In der Stille der Wahlkabine hatten viele Unentschlossene ihren
„Hamlet-Moment“ und zauderten. Angesichts der Monumentalität des
Schrittes in die Unabhängigkeit und eingedenk einer unsicheren
Zukunft hielten sie am Bewährten fest und stimmten mit Nein. Das ist
gut so, denn es war nicht nur ein Sieg der Angst. Das Nein ist auch
ein Sieg für die Solidarität mit dem Rest des Königreichs. Es ist
natürlich, dass bei einer Scheidung der aktive Teil an seine eigene
Zukunft denkt. Es ist aber genauso ehrenwert, wenn der andere Teil
überzeugt ist, dass man zusammen besser dasteht, dass das Ganze mehr
als die Summe seiner Teile sein kann und dass eine Gemeinschaft, die
307 Jahre gehalten und Britannien groß gemacht hat, erhalten werden
sollte. Wie wird es weitergehen in einem Land, in dem 1 617 989
Wähler – das sind immerhin 45 Prozent, so viele wie niemals zuvor –
den Traum vom nationalen Alleingang träumten? Sie sind jetzt bitter
enttäuscht: Da hatte man die Chance seines Lebens und sie wurde
vertan. Kann man wieder zusammenwachsen? Bleibt nicht die Frage der
Unabhängigkeit eine schwärende Wunde, die immer wieder aufbrechen
wird? Der Ausgang des Volksentscheids, bei dem die Unionisten einen
Vorsprung von zehn Prozent hatten, ist zum Glück deutlich genug
ausgefallen. Und beide Seiten, die Unionisten aber auch die
Separatisten, haben unterstrichen, dass das Referendum die
Angelegenheit für eine Generation geklärt hat: So schnell wird kein
neuer Volksentscheid angesetzt werden. Und zum anderen macht sich das
Vereinte Königreich jetzt auf, eine konstitutionelle Erkundungsfahrt
zu unternehmen. Nicht nur in Schottland, auch in den anderen
Landesteilen England, Wales und Nordirland soll es zu mehr Autonomie
und Selbstbestimmung kommen. Das heißt für Schottland, dass das
Regionalparlament Vollmachten erhalten soll, eigene Steuern zu
erheben und die Gelder in zusätzlichen Bereichen einsetzen zu können.

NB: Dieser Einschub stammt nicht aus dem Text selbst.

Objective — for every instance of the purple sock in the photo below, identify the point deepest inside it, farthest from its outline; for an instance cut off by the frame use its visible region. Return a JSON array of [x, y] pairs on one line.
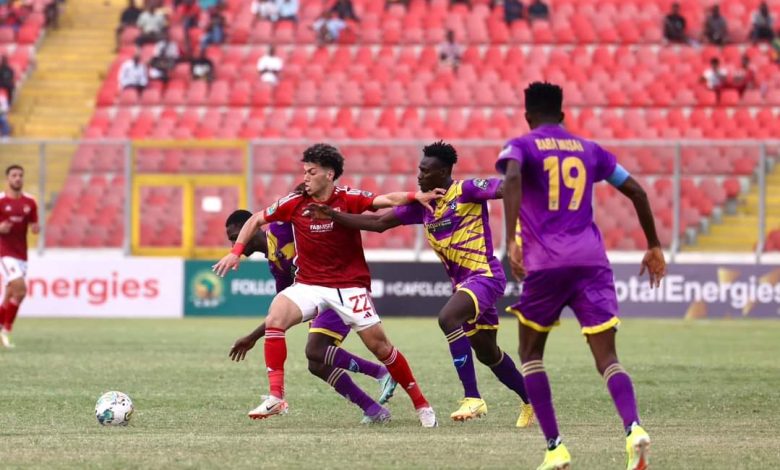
[[344, 385], [337, 357], [507, 373], [460, 349], [622, 391], [538, 388]]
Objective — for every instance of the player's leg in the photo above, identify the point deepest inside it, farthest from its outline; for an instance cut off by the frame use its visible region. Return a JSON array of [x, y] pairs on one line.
[[596, 308], [289, 307], [544, 295], [458, 309], [329, 323], [316, 346]]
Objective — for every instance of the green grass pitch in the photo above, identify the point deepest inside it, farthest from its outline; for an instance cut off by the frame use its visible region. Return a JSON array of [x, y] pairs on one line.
[[709, 394]]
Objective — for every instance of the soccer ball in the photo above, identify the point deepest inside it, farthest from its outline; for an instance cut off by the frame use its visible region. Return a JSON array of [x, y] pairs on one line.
[[114, 409]]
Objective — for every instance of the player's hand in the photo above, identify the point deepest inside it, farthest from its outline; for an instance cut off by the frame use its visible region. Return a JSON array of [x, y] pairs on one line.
[[426, 198], [515, 254], [228, 262], [655, 265], [241, 347], [318, 211]]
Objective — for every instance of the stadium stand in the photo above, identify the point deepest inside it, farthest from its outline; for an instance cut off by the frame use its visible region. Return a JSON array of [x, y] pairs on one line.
[[382, 81]]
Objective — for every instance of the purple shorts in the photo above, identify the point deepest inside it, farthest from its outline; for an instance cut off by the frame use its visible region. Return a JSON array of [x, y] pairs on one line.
[[588, 290], [329, 323], [485, 292]]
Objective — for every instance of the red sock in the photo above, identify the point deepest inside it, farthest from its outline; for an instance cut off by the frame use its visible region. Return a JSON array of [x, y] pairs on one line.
[[10, 309], [400, 371], [275, 355]]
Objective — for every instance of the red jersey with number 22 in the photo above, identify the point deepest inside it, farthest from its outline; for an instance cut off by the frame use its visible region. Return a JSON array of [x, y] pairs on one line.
[[328, 254]]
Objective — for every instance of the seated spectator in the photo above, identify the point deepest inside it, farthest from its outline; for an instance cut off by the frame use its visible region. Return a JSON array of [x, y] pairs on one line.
[[675, 25], [7, 79], [715, 27], [762, 24], [215, 30], [715, 77], [5, 126], [288, 10], [132, 74], [450, 53], [270, 66], [328, 27], [744, 78], [128, 18], [202, 68], [151, 23], [265, 10], [513, 11], [166, 54], [345, 10], [538, 10]]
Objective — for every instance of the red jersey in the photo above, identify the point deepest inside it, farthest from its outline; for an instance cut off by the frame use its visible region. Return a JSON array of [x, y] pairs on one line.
[[328, 254], [21, 212]]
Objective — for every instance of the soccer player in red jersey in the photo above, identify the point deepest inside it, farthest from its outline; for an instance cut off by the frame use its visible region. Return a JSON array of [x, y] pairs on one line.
[[18, 211], [332, 273]]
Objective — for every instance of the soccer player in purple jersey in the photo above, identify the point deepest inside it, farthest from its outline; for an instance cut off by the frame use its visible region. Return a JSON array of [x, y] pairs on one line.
[[326, 331], [549, 181], [459, 233]]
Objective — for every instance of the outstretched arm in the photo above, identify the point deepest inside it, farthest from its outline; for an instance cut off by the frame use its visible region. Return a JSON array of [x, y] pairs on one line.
[[367, 222], [232, 259], [512, 192], [653, 261]]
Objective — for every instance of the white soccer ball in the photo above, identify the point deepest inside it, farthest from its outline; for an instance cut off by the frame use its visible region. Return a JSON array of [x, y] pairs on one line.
[[114, 409]]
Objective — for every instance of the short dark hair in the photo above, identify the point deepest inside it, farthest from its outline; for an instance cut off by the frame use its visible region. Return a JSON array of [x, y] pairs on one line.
[[12, 168], [544, 98], [326, 156], [441, 151], [238, 217]]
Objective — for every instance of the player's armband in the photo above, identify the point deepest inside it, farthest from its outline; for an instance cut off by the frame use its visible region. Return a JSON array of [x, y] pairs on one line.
[[619, 176]]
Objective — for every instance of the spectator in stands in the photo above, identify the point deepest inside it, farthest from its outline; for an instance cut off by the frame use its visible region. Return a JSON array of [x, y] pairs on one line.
[[202, 68], [675, 25], [715, 27], [450, 52], [166, 54], [744, 78], [538, 10], [132, 74], [215, 30], [151, 23], [345, 10], [5, 127], [513, 11], [265, 10], [762, 24], [715, 77], [270, 66], [7, 79], [288, 10], [128, 18], [328, 27]]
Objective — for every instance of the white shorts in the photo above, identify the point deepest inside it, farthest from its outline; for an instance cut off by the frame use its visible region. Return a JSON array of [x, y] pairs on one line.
[[13, 268], [352, 304]]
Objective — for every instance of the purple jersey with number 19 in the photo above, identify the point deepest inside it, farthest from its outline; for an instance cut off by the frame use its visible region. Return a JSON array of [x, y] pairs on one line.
[[556, 213]]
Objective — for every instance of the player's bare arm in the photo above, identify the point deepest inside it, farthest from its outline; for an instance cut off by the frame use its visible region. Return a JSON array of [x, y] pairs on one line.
[[232, 259], [653, 261], [367, 222], [400, 198], [244, 344], [512, 192]]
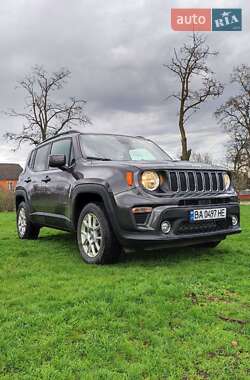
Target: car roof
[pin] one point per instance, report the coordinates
(74, 132)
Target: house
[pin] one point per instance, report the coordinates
(9, 174)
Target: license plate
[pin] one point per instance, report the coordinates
(207, 214)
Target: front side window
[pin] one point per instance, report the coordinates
(41, 160)
(11, 186)
(121, 148)
(62, 147)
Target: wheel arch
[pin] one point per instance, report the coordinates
(20, 197)
(89, 193)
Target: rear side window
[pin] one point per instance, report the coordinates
(41, 160)
(62, 147)
(31, 159)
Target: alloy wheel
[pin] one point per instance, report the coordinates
(91, 235)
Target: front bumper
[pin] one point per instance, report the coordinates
(183, 233)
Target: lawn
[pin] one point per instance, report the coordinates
(181, 314)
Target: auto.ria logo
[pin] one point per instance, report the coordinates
(226, 19)
(206, 19)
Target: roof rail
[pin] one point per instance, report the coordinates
(60, 134)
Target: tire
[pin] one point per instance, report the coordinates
(25, 228)
(96, 240)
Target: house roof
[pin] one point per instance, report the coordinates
(10, 171)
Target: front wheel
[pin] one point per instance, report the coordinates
(96, 240)
(25, 228)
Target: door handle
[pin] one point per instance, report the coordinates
(46, 179)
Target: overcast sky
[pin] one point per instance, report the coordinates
(115, 50)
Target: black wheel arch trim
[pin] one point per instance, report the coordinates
(103, 190)
(21, 192)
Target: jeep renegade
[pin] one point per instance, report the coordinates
(120, 191)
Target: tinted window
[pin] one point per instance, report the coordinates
(62, 147)
(41, 160)
(31, 160)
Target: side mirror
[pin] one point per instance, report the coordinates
(57, 160)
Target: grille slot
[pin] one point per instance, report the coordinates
(183, 181)
(141, 218)
(173, 181)
(195, 181)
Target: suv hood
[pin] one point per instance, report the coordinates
(175, 165)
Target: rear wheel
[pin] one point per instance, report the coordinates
(25, 228)
(96, 240)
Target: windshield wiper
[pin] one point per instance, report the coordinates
(98, 158)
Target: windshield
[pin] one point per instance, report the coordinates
(121, 148)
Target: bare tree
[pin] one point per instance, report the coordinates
(189, 64)
(43, 116)
(204, 158)
(234, 116)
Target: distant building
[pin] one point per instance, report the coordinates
(9, 174)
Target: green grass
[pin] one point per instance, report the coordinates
(155, 315)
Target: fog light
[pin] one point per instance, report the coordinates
(234, 220)
(166, 227)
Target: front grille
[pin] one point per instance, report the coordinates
(195, 181)
(186, 228)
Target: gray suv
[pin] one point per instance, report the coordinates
(120, 191)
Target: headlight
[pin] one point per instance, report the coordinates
(150, 180)
(227, 181)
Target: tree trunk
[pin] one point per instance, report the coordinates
(185, 153)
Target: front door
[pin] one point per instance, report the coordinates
(59, 186)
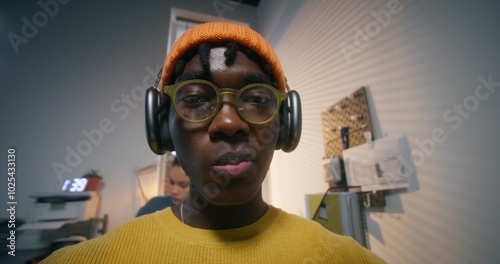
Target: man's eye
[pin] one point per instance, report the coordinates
(194, 100)
(257, 100)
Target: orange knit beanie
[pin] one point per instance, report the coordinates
(221, 32)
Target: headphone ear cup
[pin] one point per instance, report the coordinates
(295, 125)
(284, 125)
(157, 132)
(290, 122)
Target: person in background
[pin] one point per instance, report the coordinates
(178, 187)
(226, 109)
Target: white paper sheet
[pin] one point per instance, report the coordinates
(381, 167)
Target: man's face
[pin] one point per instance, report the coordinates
(178, 184)
(225, 157)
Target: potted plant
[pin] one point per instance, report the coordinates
(94, 179)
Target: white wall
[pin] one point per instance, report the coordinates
(421, 65)
(66, 78)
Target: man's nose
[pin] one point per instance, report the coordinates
(227, 122)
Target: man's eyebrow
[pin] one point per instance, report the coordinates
(193, 75)
(256, 78)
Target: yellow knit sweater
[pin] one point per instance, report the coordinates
(278, 237)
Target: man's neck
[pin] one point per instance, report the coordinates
(199, 213)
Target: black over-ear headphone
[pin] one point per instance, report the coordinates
(158, 133)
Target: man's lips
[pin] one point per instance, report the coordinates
(231, 163)
(233, 169)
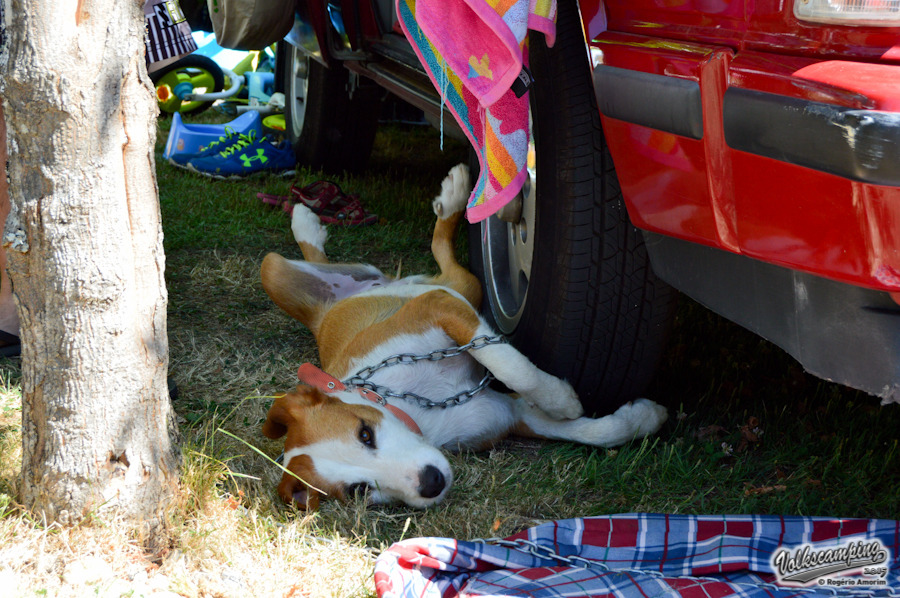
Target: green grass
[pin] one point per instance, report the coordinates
(820, 449)
(749, 431)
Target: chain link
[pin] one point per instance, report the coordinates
(361, 378)
(546, 553)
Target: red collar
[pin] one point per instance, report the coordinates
(310, 374)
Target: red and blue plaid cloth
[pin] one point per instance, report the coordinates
(645, 555)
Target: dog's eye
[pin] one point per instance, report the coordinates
(367, 435)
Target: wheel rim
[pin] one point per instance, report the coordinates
(298, 83)
(508, 254)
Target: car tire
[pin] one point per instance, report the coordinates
(330, 120)
(570, 281)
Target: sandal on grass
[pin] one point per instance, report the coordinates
(352, 214)
(325, 199)
(277, 201)
(333, 205)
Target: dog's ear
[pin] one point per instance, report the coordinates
(288, 409)
(298, 488)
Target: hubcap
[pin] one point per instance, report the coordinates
(508, 253)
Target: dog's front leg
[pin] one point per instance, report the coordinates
(553, 396)
(636, 419)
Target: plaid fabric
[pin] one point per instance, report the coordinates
(644, 555)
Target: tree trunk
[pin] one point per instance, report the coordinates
(86, 260)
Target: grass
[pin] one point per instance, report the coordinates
(749, 432)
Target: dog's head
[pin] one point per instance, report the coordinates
(340, 449)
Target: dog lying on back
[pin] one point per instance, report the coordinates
(346, 439)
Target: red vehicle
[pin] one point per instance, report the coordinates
(744, 152)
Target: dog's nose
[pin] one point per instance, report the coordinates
(431, 482)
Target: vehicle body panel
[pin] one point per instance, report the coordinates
(798, 161)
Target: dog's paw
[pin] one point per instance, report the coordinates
(455, 191)
(644, 416)
(307, 227)
(556, 398)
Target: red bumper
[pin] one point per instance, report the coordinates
(793, 161)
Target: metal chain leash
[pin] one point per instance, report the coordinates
(361, 378)
(546, 553)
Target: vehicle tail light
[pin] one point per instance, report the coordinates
(877, 13)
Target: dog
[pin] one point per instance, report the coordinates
(345, 439)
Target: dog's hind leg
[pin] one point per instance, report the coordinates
(633, 420)
(309, 233)
(449, 206)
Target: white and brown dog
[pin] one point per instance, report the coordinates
(342, 440)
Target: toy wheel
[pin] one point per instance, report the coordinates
(193, 71)
(330, 120)
(569, 279)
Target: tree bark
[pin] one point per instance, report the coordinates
(86, 259)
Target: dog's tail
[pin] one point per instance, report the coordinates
(307, 290)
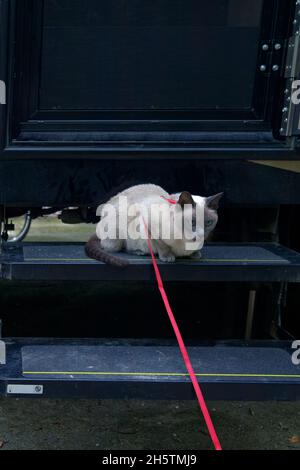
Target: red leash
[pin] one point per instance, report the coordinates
(186, 358)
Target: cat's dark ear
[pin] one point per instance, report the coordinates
(212, 202)
(186, 198)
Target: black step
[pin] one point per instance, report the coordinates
(149, 369)
(220, 262)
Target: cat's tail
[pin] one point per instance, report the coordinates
(93, 250)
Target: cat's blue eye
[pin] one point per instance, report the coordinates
(208, 223)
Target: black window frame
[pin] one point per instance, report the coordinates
(27, 126)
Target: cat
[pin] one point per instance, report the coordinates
(168, 249)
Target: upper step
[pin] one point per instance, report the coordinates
(220, 262)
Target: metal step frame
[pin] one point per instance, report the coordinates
(148, 369)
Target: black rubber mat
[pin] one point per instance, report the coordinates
(219, 262)
(154, 363)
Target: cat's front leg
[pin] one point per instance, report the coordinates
(164, 252)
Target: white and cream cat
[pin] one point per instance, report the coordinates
(169, 248)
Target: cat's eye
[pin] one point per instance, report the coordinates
(208, 223)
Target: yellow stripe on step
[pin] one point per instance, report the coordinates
(210, 260)
(153, 374)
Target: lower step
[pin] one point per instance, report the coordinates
(147, 369)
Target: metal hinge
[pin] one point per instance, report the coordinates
(290, 113)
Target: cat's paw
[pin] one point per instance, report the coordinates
(168, 258)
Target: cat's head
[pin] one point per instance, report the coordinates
(210, 207)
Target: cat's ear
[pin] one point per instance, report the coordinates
(186, 198)
(212, 202)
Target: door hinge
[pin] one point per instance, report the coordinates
(290, 111)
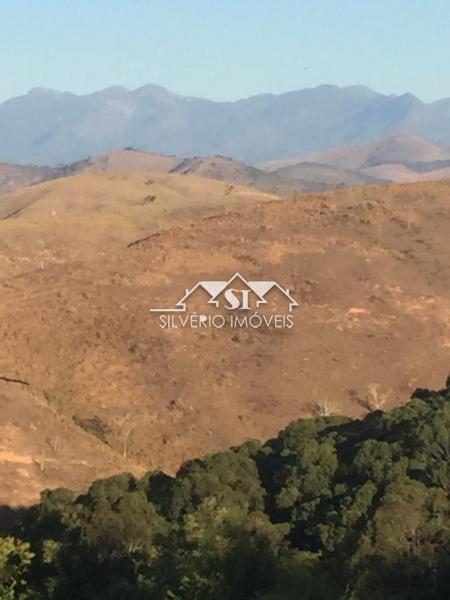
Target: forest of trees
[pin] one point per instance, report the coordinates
(331, 509)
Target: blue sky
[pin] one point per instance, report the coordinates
(225, 49)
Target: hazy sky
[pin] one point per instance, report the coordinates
(225, 49)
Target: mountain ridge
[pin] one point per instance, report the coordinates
(50, 127)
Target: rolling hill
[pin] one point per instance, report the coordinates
(397, 158)
(84, 258)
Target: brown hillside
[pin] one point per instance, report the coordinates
(369, 266)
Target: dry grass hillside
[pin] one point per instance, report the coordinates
(98, 386)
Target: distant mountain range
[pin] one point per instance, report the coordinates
(50, 127)
(395, 158)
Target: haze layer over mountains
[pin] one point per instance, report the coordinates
(49, 127)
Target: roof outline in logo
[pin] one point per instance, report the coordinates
(215, 288)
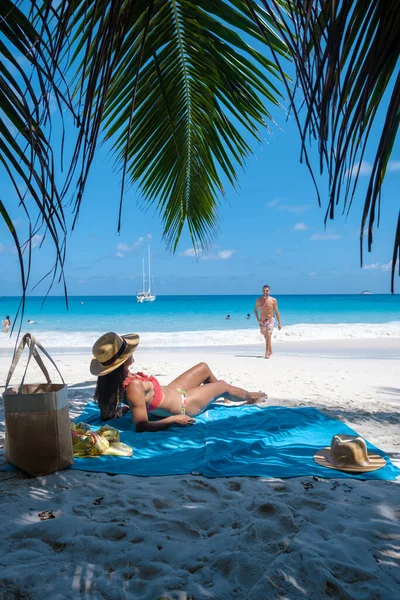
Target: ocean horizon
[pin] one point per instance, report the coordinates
(201, 320)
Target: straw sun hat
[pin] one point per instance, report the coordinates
(111, 351)
(349, 453)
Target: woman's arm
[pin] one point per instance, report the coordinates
(137, 404)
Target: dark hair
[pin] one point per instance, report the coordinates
(109, 392)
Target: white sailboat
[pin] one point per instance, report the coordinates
(146, 295)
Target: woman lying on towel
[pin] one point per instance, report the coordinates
(177, 403)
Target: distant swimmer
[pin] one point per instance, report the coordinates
(267, 306)
(6, 323)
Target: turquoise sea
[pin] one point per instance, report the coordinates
(201, 320)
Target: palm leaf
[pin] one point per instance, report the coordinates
(169, 82)
(346, 57)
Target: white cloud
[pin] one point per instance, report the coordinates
(225, 254)
(190, 252)
(371, 266)
(363, 168)
(393, 166)
(300, 226)
(324, 236)
(273, 203)
(387, 266)
(292, 208)
(123, 248)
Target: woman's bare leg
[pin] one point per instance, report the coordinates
(197, 399)
(194, 377)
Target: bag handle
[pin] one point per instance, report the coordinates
(30, 341)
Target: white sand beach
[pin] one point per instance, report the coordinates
(187, 537)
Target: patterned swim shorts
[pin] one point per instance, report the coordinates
(267, 326)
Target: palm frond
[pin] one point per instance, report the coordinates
(169, 81)
(346, 56)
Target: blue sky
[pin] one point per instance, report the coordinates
(270, 231)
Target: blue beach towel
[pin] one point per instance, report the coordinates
(231, 441)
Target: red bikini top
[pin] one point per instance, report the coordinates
(158, 395)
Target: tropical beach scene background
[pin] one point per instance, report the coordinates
(160, 162)
(200, 321)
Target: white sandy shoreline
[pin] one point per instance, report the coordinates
(303, 333)
(184, 537)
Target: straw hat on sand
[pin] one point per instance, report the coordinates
(111, 351)
(349, 453)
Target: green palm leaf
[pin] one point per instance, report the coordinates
(170, 82)
(25, 151)
(347, 63)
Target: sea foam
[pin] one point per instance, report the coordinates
(216, 338)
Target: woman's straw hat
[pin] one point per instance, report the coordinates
(349, 453)
(111, 351)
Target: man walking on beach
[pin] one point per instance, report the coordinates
(267, 306)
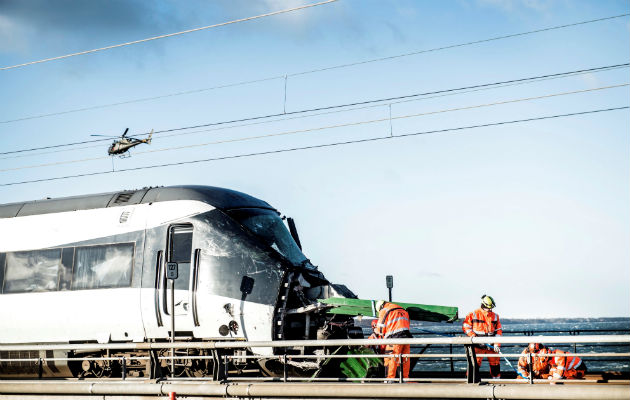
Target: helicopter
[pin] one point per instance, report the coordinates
(122, 145)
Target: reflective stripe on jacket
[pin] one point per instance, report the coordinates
(482, 323)
(392, 319)
(539, 364)
(560, 363)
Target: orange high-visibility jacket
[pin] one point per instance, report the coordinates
(392, 320)
(560, 364)
(540, 365)
(482, 323)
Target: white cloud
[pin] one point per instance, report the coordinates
(12, 36)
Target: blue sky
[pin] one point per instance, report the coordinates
(535, 214)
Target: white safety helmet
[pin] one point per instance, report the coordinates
(488, 302)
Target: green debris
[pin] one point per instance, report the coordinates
(417, 312)
(359, 367)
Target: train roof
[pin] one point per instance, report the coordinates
(220, 198)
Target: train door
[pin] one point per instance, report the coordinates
(179, 250)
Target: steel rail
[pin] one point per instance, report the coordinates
(309, 356)
(240, 344)
(321, 390)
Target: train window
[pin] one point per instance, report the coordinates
(268, 227)
(65, 273)
(180, 249)
(32, 271)
(107, 266)
(3, 257)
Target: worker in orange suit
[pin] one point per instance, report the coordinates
(540, 365)
(562, 366)
(393, 323)
(483, 322)
(380, 349)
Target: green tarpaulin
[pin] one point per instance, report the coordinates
(417, 312)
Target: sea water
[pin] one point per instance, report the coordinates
(528, 327)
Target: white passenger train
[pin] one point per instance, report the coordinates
(92, 269)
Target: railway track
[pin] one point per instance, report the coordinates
(142, 389)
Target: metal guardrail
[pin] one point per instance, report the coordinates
(240, 344)
(316, 391)
(465, 341)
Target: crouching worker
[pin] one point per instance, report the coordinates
(562, 366)
(393, 323)
(540, 365)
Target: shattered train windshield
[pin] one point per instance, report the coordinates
(270, 229)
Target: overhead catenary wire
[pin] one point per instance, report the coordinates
(286, 76)
(167, 35)
(285, 133)
(317, 146)
(282, 119)
(348, 105)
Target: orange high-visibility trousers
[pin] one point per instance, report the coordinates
(574, 374)
(392, 363)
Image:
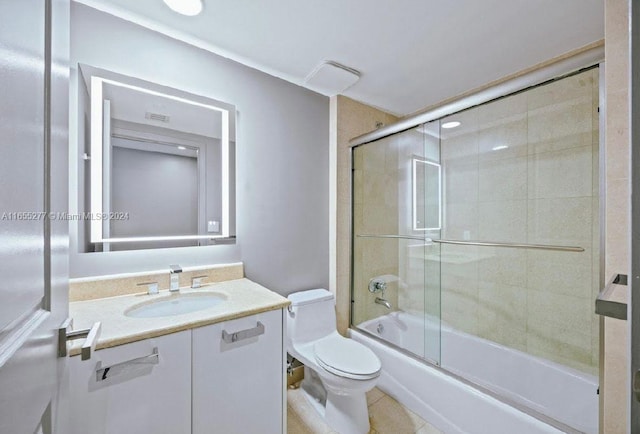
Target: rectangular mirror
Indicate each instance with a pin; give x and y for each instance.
(427, 197)
(161, 165)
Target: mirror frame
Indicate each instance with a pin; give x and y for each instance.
(97, 80)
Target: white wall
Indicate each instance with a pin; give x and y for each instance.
(282, 155)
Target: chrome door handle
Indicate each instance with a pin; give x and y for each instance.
(243, 334)
(102, 373)
(90, 337)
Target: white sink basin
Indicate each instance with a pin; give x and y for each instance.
(176, 304)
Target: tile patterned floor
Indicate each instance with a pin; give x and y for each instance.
(386, 415)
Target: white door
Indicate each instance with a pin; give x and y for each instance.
(33, 181)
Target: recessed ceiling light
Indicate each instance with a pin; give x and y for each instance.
(185, 7)
(451, 124)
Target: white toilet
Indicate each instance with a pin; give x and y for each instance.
(338, 371)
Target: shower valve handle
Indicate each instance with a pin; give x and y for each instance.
(377, 285)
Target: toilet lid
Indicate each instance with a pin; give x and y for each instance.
(347, 358)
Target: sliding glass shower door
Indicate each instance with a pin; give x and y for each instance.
(476, 246)
(397, 209)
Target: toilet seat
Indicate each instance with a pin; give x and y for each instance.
(346, 358)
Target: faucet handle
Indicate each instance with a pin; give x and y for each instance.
(152, 287)
(196, 282)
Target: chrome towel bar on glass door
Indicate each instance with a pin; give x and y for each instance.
(480, 243)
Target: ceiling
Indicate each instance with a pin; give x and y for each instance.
(410, 53)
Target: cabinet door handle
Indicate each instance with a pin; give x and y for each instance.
(243, 334)
(90, 337)
(102, 373)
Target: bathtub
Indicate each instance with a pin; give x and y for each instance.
(566, 395)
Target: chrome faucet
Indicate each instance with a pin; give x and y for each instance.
(383, 302)
(175, 277)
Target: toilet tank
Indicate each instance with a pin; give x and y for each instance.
(312, 315)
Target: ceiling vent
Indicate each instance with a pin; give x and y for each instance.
(157, 117)
(331, 78)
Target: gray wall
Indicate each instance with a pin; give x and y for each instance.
(282, 156)
(158, 190)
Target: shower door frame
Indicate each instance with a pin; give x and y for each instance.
(587, 58)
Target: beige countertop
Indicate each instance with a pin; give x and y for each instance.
(243, 298)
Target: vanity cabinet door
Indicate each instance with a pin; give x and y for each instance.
(147, 388)
(238, 387)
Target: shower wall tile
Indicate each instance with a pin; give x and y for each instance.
(562, 221)
(569, 89)
(349, 119)
(460, 306)
(503, 267)
(505, 109)
(561, 273)
(559, 329)
(565, 173)
(503, 221)
(460, 219)
(561, 126)
(543, 188)
(461, 180)
(505, 139)
(502, 314)
(503, 180)
(459, 285)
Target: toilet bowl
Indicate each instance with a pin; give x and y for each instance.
(338, 371)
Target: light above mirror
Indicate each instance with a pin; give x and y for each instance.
(450, 124)
(189, 8)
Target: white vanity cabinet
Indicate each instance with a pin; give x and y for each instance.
(147, 388)
(238, 376)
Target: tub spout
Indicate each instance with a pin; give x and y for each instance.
(383, 302)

Das ist ein Projekt an dem auch enttäuschte Nationalisten mitarbeiten
können. Für den Rest des Königsreichs wird es nicht weniger spannend
werden. Die walische nationalistische Partei Plaid Cymru fordert mehr
Rechte für die Nationalversammlung in Cardiff, während man von
englischer Seite hört, dass der fiskalische Lastenausgleich zugunsten
der Engländer neu ausbalanciert werden müsse. Auf Großbritannien
kommen interessante Zeiten zu. Europa schließlich darf aufatmen, dass
aus einem unabhängigen Schottland nichts geworden ist. Das hätte ja
nicht nur ein geschwächtes Großbritannien zur Folge gehabt, sondern
auch einen weiteren Schritt zur Balkanisierung der Europäischen Union
bedeutet. Angesichts der wirtschaftlichen Herausforderung durch China
und der Gefahr durch einen erstarkenden Islamismus kann man es sich
nicht leisten, wieder in Kleinstaaterei zu machen. In einer solchen
Welt braucht es Solidarität. Wer zusammensteht, ist stärker.